GIRARD Board to help raise rec funds



Girard has $53,000 set aside this year for park and recreation activities.
By TIM YOVICH
VINDICATOR TRUMBULL STAFF
GIRARD -- The chairman of city council's park and recreation committee is forming an advisory board designed, in part, to raise recreation funds.
Councilman Charles Doran, D-4th, said the committee will eventually be made up of residents with fund-raising ideas and those involved in city athletic leagues that use city facilities.
Because of the city's economic problems, council has reduced from 2.5 percent to 1.5 percent the city income tax receipts earmarked for recreation.
Reducing the amount of money allocated for recreational activities was just one recommendation in the state auditor's performance audit designed to dig the city out of a state-imposed fiscal emergency in the long term.
What it means: As a result of the decrease in funding, Doran said the city has only $53,000 for parks and recreation operations and maintenance.

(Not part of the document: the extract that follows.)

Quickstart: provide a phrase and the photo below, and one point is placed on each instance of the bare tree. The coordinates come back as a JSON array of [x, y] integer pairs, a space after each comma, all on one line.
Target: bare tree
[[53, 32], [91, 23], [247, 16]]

This includes a salary decrease for parks and recreation director Mark Zuppo. Zuppo agreed that his wage be reduced from $15,000 annually to $1.
"We're looking for ways to provide recreation without added cost to the city," Doran said.
Already, Doran explained, the Girard Baseball League is paying for the electric use at the Tod Park concession stand and $1,500 for baseball field supplies.
In addition, he said, the baseball league has paid for a furnace in the Scout cabin at Liberty Park.
Randy Weibel, city building and grounds superintendent, will continue to prepare the fields for play.
Help needed: Doran said he is looking for people to serve on the advisory board who have ideas or can get involved in activity programming.
Doran, who took his council seat in January, explained that the city is not looking to charge those who use the city-owned parks.
"We're not trying to set a fee. We're trying to get help. We don't want to demand," the councilman asserted.
Rather, Doran said, the city wants to provide residents with the same recreational activities they have always had.
The advisory board will have a second function.
Code of conduct: Doran explained that an adult code of conduct at athletic events is in his council committee and he wants the board to review it. The conduct code was proposed to city council in March.
The committee chairman said adults haven't been acting up at athletic events. "You want to be prepared for it," Doran said, calling attention to violence, including homicides, at sporting events in other places around the nation.